Vers la même époque, il y eut durant plusieurs années ce que j’appellerai la période des illustrés. Star. Tel était le nom de ce cinéma où nous nous réunissions pour la vente et l’achat des illustrés. Nous étions pour la plupart à l’école primaire. En face, il y avait le marché de Sétif. Un lieu où l’hygiène était le souci cadet des marchands de légumes et des bouchers d’alors. Une odeur indescriptible y régnait. La viande inaccessible pour beaucoup d’entre nous pendait, accrochée par des esses. Sans véritable réfrigération. Les légumes et les fruits étaient posés à même les étals. Parfois en leurs cageots. Les prix défiaient le pouvoir d’achat de nos pères qui trimaient souvent dans des chantiers comme manœuvres ou maçons, payés à la quinzaine. Pour beaucoup d’entre nous, nous avions depuis longtemps apprivoisé la pauvreté atavique. Elle devint, si je puis dire, notre campagne d’infortune !

Cette période fut des plus marquantes. J’y débutai ma carrière d’adolescent. Je fus parmi ceux de mes camarades de lycée qui, privés de vacances, passèrent leur temps à rêvasser à l’ombre du marché. Par moments, il nous arrivait de voir un film à l’affiche. Le plus souvent, il s’agissait de westerns et de films indiens -nous disions hindous-. Il est vrai que j’y ai été habitué. Mon premier film fut L’homme qui tua Liberty Valence avec John Wayne ; c’était un billet qui m’a été offert par l’école, ainsi qu’à d’autres de mes camarades de classe bien notés. Il nous arrivait aussi de nous rendre en bande au ftaïri tunisien pour y prendre un beignet avec du thé. Comme nous partions parfois au souk situé à un autre lieu pour prendre un bol de soupe, avec une cuillère d’huile d’olive, chez Hamma. Au souk où nous écoutions émerveillés les contes de troubadours venus d’ici ou là. Nous nous laissions bercer par ces magiciens de la parole. Leurs mots choisis pour raconter leurs histoires nous subjuguaient ; nous riions de bon coeur. Ce souk fut tout simplement rasé et ses troubadours privés de parole ! Etaient-ils donc si subversifs ? Et que n’a-t-on remplacé ce lieu de la culture populaire par quelques flamboyants centres culturels où tout un chacun pouvait mettre en avant son talent ? Raser et priver, il en restera toujours quelque chose. Au moins quatre décennies après, ma mémoire se réconforte de leurs souvenirs.

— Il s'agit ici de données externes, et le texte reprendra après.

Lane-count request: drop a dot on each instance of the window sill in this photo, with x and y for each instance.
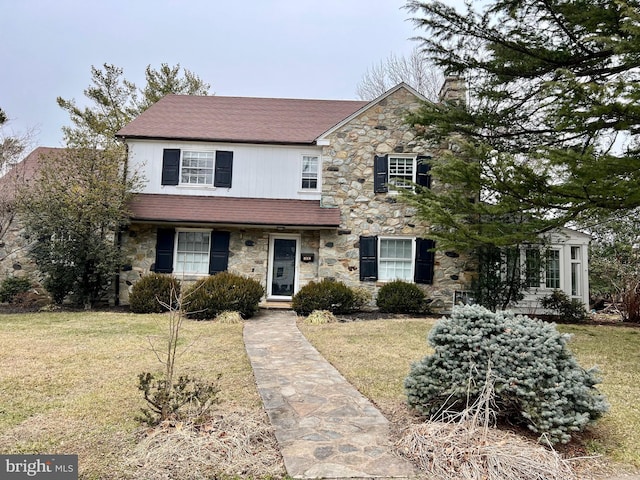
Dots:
(196, 187)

Il arrivait, par moments, qu’il y ait de la zizanie entre nous, de nous quereller à propos de notre commerce des illustrés lorsque nous ne parvenions pas à nous entendre sur l’achat et la vente auprès de certains de nos camarades d’infortune. Il me souvient d’un jour où j’ai emprunté une modeste somme d’argent à l’une de nos voisines que j’approvisionnais en romans-photos, quelques khamsine douros, deux cent cinquante dinars sans doute. Deux à trois mois après, non seulement j’avais rendu à celle-ci son dû, mais j’ai épargné environ mille dinars ; ce qui me permit de m’acheter des vêtements neufs pour la rentrée et de régler l’assurance scolaire. Lorsque je me remémore ces instants, j’ai immanquablement en tête une forte lumière d’un ciel bleu aveuglant. C’était souvent l’été qui me venait à l’esprit. Indépendamment de cette indigence que je partageais avec d’autres, nous étions épargnés par notre insouciance. Nous étions encore des gamins en adolescence, loin de nous douter que ce monde renfermait bien des secrets incommensurables. Et que nous ne pourrions un jour espérer en connaître qu’une infime partie.